Alaska bought TransCanada's share of the project in November 2015 and the producing companies told the state in 2016 that weak market conditions did not warrant proceeding with the US Federal Energy Regulatory Commission (FERC) application and costly design work in 2017. Alaska Gov. Bill Walker said the state would take over the project to keep it on schedule while seeking to reduce costs and searching for both investors and customers.
Chinese and Alaskan officials signed a five-party, $43-billion joint development agreement for the Alaska LNG project in November 2017. China Petrochemical Corp. (Sinopec), CIC Capital Corp., and Bank of China agreed to work with AGDC and the state government on LNG marketing, financing, investment modeling, and establishing China content in Alaska LNG.

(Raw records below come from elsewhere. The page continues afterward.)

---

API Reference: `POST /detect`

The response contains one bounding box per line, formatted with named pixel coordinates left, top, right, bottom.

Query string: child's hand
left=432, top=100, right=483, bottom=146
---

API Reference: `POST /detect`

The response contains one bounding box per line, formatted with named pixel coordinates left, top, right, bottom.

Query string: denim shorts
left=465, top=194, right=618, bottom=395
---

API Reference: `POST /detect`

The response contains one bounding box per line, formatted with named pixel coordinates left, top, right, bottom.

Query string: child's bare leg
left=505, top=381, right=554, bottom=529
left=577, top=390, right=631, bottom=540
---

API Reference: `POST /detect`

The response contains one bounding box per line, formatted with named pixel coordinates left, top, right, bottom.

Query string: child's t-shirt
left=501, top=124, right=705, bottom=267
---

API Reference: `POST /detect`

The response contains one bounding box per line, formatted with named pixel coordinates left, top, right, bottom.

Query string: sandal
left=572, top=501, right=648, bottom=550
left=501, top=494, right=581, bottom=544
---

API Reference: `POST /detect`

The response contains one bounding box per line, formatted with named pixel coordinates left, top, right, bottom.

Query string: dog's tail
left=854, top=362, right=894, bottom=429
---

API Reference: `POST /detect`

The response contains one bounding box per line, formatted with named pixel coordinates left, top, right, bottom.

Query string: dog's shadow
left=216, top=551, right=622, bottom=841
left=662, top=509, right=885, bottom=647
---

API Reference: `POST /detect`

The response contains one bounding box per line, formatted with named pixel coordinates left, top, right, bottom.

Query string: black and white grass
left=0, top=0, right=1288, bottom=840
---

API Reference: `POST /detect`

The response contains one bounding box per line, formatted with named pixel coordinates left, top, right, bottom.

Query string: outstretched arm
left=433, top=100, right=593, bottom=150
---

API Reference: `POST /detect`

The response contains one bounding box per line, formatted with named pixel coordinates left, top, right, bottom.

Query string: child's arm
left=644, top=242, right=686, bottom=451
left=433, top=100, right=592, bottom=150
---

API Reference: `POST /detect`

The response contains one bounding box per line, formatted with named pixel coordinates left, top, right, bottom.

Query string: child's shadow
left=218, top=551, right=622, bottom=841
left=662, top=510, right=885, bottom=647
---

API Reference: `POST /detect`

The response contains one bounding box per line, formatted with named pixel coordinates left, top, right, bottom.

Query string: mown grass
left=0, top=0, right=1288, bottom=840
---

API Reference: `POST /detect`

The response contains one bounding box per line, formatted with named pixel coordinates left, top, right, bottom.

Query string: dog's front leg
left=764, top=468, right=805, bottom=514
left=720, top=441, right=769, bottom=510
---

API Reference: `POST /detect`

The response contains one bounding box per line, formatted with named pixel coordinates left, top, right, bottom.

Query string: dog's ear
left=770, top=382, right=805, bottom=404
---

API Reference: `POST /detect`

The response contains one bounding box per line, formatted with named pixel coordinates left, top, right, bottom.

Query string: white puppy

Large gas pipeline projects in Canada, centered on shipping material from shale plays in Alberta and British Columbia to the Pacific coast for liquefaction and export, faltered as a number of LNG projects were cancelled.
In early 2013, Chevron Canada Ltd. bought 50% of Kitimat LNG and the proposed Pacific Trail Pipeline. Pacific Trail is a 290-mile, 36-in. OD pipeline which would move gas to the Kitimat LNG terminal. The British Columbia government in July 2013 extended Chevron and partner Apache's window to start construction on the line to 2018. Woodside bought Apache's interest in Kitimat LNG in late 2014 (OGJ Online, Dec. 15, 2014). A final investment decision on the plant was still pending as of December 2017, the pipeline's fate likely hanging in the balance.
Spectra Energy Corp., meanwhile, lost the basis for its 42-in. OD, 525-mile Westcoast Connector gas pipeline from northeast British Columbia to Royal Dutch Shell PLC's planned LNG plant in Prince Rupert, BC, when the major cancelled the project. Shell's cancellation was followed by Petronas halting development of Pacific Northwest LNG and Nexen stopping plans for its Aurora LNG plant, both of which were also planned for the Prince Rupert area.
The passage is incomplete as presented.